The snapshot from eBURST showed a great diversity among IPD strains isolated in mainland China. The predominant clones were CC271, CC876, CC81 and CC90. CC271 was the most predominant CC, and the inclusion of 11 STs, such as ST271, ST320, ST236, and ST4664, accounted for 43.6% of all the included isolates from the literature. Several studies have confirmed that this clone became prevalent prior to the introduction of PCV7 and spread rapidly among both adults and children in China [44]. The widespread use of antibiotics has also been implicated in the emergence of serotype 19A and 19F isolates in both communities and hospitals. The two serotypes of the isolates were reported to be multidrug resistant and carriers of the ermB and mefA genes, making the situation even worse [47, 48].

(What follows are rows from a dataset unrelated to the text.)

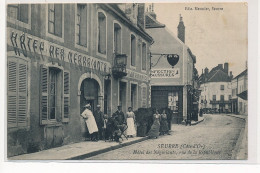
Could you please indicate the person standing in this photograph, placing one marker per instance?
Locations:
(90, 122)
(164, 129)
(154, 131)
(130, 121)
(99, 117)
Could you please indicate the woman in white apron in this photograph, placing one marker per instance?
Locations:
(90, 122)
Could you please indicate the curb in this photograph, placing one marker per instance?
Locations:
(197, 122)
(94, 153)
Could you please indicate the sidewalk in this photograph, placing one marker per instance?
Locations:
(77, 151)
(200, 119)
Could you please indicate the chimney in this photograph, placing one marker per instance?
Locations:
(231, 75)
(206, 71)
(181, 30)
(226, 68)
(140, 15)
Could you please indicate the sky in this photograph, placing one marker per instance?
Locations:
(214, 36)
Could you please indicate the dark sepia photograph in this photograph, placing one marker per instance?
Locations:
(126, 81)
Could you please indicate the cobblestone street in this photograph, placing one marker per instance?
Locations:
(215, 138)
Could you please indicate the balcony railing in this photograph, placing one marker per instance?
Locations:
(220, 101)
(119, 68)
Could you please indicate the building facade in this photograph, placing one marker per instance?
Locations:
(216, 90)
(239, 93)
(63, 56)
(171, 86)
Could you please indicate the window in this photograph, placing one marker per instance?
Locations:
(81, 25)
(101, 33)
(143, 56)
(117, 38)
(133, 50)
(54, 102)
(17, 98)
(143, 96)
(55, 19)
(19, 12)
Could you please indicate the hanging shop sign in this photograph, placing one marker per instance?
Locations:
(24, 43)
(138, 76)
(165, 73)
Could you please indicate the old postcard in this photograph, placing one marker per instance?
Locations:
(127, 81)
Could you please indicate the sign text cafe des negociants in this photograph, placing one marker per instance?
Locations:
(24, 43)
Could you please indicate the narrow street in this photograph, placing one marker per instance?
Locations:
(215, 138)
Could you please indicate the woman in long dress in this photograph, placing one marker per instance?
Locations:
(90, 122)
(130, 119)
(154, 131)
(164, 129)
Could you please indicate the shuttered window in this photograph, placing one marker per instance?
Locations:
(53, 109)
(55, 19)
(66, 96)
(17, 93)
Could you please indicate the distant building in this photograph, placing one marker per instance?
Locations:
(239, 93)
(171, 87)
(215, 89)
(61, 57)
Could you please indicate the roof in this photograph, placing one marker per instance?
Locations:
(241, 74)
(219, 76)
(151, 22)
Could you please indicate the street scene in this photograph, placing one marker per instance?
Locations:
(190, 143)
(127, 81)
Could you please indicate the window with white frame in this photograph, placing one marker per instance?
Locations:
(54, 101)
(81, 25)
(102, 38)
(17, 97)
(143, 56)
(133, 50)
(55, 19)
(19, 12)
(117, 38)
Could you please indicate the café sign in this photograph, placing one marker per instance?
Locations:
(165, 73)
(24, 43)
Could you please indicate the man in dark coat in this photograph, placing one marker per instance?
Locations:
(99, 117)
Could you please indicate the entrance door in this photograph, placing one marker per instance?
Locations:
(89, 94)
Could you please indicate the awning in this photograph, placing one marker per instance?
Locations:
(243, 95)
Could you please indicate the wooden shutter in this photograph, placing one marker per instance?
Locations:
(83, 26)
(22, 94)
(66, 96)
(44, 94)
(58, 20)
(24, 8)
(12, 94)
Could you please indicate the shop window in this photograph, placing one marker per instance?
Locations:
(173, 101)
(143, 56)
(144, 97)
(19, 12)
(133, 49)
(81, 25)
(17, 99)
(101, 33)
(55, 102)
(134, 96)
(117, 38)
(55, 19)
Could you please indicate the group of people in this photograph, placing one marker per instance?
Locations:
(159, 126)
(104, 127)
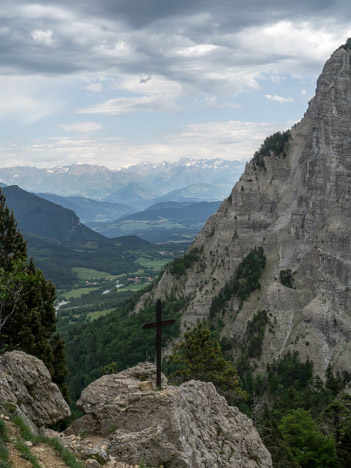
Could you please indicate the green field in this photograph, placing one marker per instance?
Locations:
(85, 274)
(133, 287)
(154, 264)
(99, 313)
(77, 292)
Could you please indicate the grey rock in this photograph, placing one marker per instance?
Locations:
(91, 463)
(299, 209)
(190, 426)
(25, 384)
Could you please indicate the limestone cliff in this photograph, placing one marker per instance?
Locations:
(26, 388)
(190, 426)
(296, 205)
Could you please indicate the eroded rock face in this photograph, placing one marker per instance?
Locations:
(298, 208)
(190, 426)
(26, 383)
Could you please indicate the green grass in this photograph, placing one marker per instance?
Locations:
(133, 287)
(27, 434)
(154, 264)
(85, 274)
(99, 313)
(77, 292)
(26, 453)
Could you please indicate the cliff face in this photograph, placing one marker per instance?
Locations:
(297, 207)
(178, 427)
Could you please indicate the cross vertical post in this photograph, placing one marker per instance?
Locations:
(158, 325)
(158, 344)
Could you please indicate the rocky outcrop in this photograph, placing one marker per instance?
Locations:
(26, 387)
(190, 426)
(296, 204)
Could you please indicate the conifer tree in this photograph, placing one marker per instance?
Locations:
(27, 314)
(199, 356)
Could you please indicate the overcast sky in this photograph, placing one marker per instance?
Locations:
(117, 82)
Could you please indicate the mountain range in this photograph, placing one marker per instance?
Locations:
(138, 186)
(271, 269)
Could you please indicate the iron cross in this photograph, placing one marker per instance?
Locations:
(158, 325)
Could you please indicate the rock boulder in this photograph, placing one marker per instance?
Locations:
(25, 384)
(179, 427)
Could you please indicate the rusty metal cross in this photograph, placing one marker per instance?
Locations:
(158, 325)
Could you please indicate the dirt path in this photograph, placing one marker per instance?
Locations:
(47, 457)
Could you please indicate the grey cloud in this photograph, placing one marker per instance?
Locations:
(152, 30)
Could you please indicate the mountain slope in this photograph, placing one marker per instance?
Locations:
(294, 202)
(160, 224)
(45, 219)
(146, 181)
(89, 210)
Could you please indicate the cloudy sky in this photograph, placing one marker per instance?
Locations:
(117, 82)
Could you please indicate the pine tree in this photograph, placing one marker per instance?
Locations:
(27, 314)
(199, 356)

A significantly increased risk of CC271 strains, which caused IPD in our study, is anticipated among children and is in agreement with existing trends in the literature regarding transmission [49]. ST236, namely the original Taiwan19F-14 clone, was the major international antibiotic-resistant strain. In addition, long-term monitoring data revealed that ST271 and ST320 evolved rapidly and replaced ST236 due to their higher fitness and that they were becoming well established in local regions of China [47]. It was also reported that CC271 is prevalent in Asian countries, such as Japan and Korea, due to the introduction of PCV7 [50, 51]. After implementation of PCV7, non-vaccine-related serotypes, such as 19A, circulated among pediatric groups. This serotype was reported to be multidrug resistant due to PCV7 implementation and antibiotic selection pressure. The high prevalence of CC271 clones was consistent with the high penicillin non-susceptibility rate found in IPD isolates pooled in this study.

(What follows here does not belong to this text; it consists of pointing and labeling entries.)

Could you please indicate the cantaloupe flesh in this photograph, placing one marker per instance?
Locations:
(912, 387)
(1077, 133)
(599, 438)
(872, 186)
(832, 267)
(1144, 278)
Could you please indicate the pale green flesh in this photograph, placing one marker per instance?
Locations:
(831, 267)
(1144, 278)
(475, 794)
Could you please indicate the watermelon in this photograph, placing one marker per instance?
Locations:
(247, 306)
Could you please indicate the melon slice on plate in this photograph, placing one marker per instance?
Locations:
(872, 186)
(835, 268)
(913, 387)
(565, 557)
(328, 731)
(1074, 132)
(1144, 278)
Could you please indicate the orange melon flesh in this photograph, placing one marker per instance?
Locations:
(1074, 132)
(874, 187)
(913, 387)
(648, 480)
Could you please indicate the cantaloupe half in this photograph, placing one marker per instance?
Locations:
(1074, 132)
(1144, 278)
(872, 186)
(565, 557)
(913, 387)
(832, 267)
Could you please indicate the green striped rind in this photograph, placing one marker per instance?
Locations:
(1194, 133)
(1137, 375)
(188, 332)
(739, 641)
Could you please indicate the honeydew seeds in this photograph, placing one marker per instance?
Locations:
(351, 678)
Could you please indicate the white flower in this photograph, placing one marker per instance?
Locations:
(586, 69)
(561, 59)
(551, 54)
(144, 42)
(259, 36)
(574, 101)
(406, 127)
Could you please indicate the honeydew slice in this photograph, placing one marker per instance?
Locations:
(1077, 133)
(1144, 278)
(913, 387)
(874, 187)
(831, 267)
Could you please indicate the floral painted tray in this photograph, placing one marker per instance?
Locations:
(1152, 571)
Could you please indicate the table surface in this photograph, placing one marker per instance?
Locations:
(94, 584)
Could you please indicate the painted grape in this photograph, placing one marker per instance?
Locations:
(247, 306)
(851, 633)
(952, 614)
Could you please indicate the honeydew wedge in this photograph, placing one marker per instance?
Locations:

According to a multicenter study conducted in China, ST320, ST271, and ST876 were the prevalent types among IPD isolates collected from children [52]. Another study showed that the CC876 prevalence increased from 0% in 1997–2000 to 96.4% in 2010–2012 in China, and the most important findings of this study were that this clone had high non-susceptibility rates to β-lactam antibiotics [53].

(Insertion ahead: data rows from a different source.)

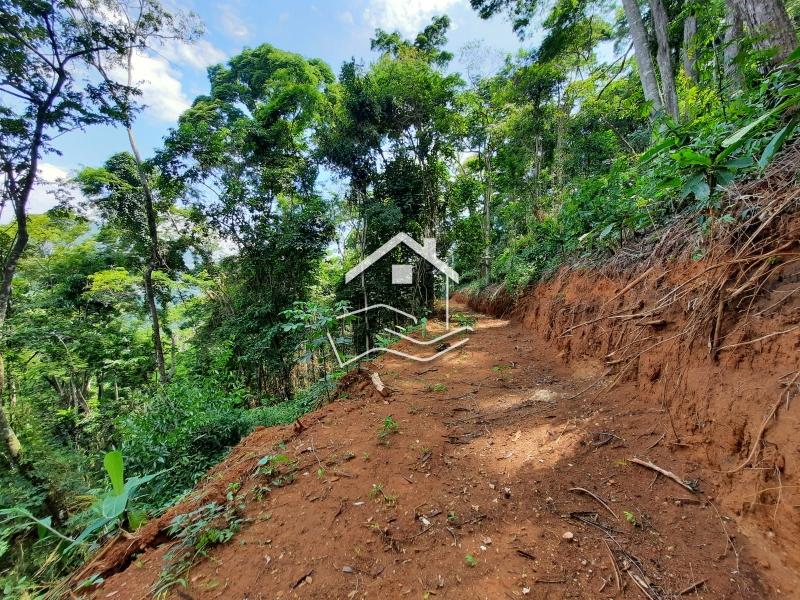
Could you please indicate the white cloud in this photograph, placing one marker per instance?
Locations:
(50, 179)
(232, 23)
(162, 93)
(407, 16)
(42, 198)
(197, 55)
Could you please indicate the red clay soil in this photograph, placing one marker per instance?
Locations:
(508, 476)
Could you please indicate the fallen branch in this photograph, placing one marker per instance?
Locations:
(764, 424)
(692, 587)
(596, 497)
(686, 484)
(763, 337)
(617, 575)
(378, 384)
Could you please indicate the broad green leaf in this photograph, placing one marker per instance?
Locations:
(687, 156)
(136, 518)
(652, 152)
(114, 505)
(738, 163)
(115, 468)
(740, 134)
(776, 143)
(698, 186)
(606, 230)
(725, 177)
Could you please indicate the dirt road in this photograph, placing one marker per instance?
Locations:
(483, 475)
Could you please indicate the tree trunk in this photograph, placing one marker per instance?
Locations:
(769, 22)
(152, 232)
(689, 54)
(640, 47)
(151, 303)
(487, 219)
(733, 33)
(664, 57)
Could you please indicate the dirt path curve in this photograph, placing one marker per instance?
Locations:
(497, 483)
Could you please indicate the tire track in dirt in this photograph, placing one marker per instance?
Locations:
(472, 497)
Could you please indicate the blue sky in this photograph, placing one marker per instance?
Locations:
(333, 30)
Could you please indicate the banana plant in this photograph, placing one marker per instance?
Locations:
(112, 508)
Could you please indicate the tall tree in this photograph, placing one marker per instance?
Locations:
(247, 152)
(664, 57)
(45, 91)
(641, 48)
(770, 25)
(146, 21)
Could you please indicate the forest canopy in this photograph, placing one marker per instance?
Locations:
(184, 298)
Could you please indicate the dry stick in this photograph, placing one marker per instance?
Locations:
(779, 302)
(764, 281)
(596, 497)
(664, 472)
(617, 575)
(727, 535)
(590, 386)
(692, 587)
(763, 428)
(654, 444)
(631, 285)
(763, 337)
(642, 585)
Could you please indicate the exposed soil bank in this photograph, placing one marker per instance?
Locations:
(517, 465)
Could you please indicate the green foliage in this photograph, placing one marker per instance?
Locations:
(388, 427)
(549, 157)
(195, 533)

CC81 comprises ST81 (Spain23F-1, 5.2%, 19/365), and CC90 comprises ST90 (Spain6B-2, 4.1%, 15/365), which were also found at lower frequencies in this study. These complexes are listed as internationally spread resistant CCs [31].

Conclusions

This is the first study to pool data for invasive pneumococcal diseases among children. The study has several limitations. First, the studies pooled were highly heterogeneous. Second, the studies included did not report the specific breakpoint from CLSI, and therefore we could not estimate the actual resistance of meningeal isolates. Long-term monitoring is required to estimate antibiotic resistance and serotype distributions in an effort to provide a policy to introduce a new PCV vaccine for Chinese children.